Soluk soluğa uyandım. Kalbimin gümbürtüsü sessiz gecenin içini doldurdu. Delice bir titreme tuttu sonra beni. "Sadece bir rüyaydı, sadece bir rüyaydı..." desemde ne ruhumu ne de kalbimi sakinleştiremedim uzun bir süre. Kalkıp bir bardak su içtim. Ellerim hala zangır zangır titriyordu. Pencereyi açıp derin derin soludum.
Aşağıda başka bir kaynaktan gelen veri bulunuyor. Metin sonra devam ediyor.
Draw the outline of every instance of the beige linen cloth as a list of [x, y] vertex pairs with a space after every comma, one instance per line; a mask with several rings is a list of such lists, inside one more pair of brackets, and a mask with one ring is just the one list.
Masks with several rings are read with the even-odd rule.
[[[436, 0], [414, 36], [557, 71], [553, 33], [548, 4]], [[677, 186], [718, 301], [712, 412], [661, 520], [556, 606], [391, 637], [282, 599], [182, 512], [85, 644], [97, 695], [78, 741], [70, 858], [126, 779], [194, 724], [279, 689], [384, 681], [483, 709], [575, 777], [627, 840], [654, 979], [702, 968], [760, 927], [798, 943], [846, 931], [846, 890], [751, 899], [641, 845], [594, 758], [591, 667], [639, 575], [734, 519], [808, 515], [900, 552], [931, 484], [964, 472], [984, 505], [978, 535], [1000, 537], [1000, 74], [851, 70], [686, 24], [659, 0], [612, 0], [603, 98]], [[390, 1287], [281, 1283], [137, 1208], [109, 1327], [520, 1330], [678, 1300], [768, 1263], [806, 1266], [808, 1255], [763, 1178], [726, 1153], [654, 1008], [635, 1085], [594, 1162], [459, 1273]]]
Yatağın içine oturup düşündüm, "bu neydi böyle şimdi?" Pek rüya görmem ben. Kabus hemen hemen hiç görmem. Peki bu ne şimdi? Biraz düşününce buldum. Game of Thrones'un bir sahnesinin bilinçaltıma yansımasıydı sadece. İki kadının tavşan derisi yüzdüğü bir sahne vardı. O tavşanların gerçek olup olmadığını düşünmüş ve eğer gerçeklerse o kadınların o sahnede nasıl oynadıklarına kafa yormuştum. Ben ellerini ete bile süremeyen biriydim çünkü. Belki bir dağ başında açlıktan ölmek üzere olsam ancak öyle birşey yapabilirdim. Yapabilir miydim çok da emin değilim aslında. Otlarla meyvelerle idare edebildiğim sürece yapmazdım galiba. Bilmiyorum yine de. Hiç öylesi bir açlıkla karşı karşıya kalmadım ki.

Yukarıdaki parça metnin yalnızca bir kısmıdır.